In patients whose cancer carried an ESR1 mutation, Imlunestrant, used on its own, reduced the risk of the disease worsening or death by 38% compared with standard hormone therapy.
Patients lived a median of 34.5 months on Imlunestrant, around 11 months longer than those receiving standard treatment, Lilly said, although the result did not meet the strict statistical threshold required for formal significance.
Imlunestrant also showed improved outcomes when combined with Abemaciclib, with median progression-free survival nearly doubling to 10.9 months compared with 5.5 months for Imlunestrant alone.
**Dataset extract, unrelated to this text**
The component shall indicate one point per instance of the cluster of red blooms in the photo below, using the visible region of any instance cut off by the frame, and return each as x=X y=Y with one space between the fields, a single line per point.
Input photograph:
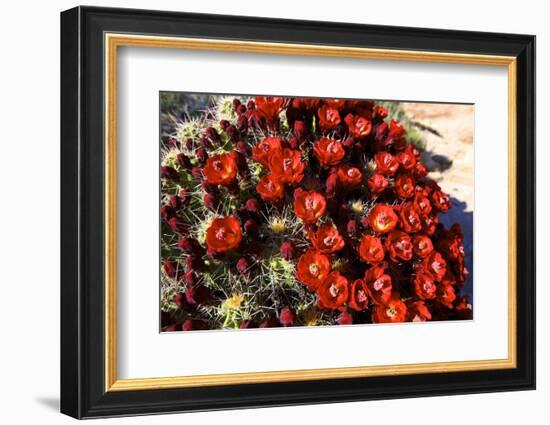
x=376 y=251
The combination also extended median time to chemotherapy by more than a year and showed a favourable overall survival trend, Lilly said.
In patients with ESR1-mutated disease, the combination helped keep the cancer under control for about 11 months on average. Most patients in this group had already been treated with similar cancer medicines.
Komal Jhaveri of Memorial Sloan Kettering Cancer Center, one of the study’s principal investigators, said “the median progression-free survival of 11 months is among the longest we’ve seen in this population, and just as importantly, patients are living longer without needing chemotherapy.”
Lilly said no new safety issues were identified with longer follow-up. Studies are continuing to track long-term survival, and the drug is also being tested in people with earlier-stage breast cancer.
The results follow the recent U.S. approval of Imlunestrant as a single treatment. Lilly said it has now submitted data on the combination treatment to U.S. regulators for review.
On Stocktwits, retail sentiment for Eli Lilly was ‘bullish’ amid ‘normal’ message volume.

Eli Lilly’s stock has risen 33% so far this year.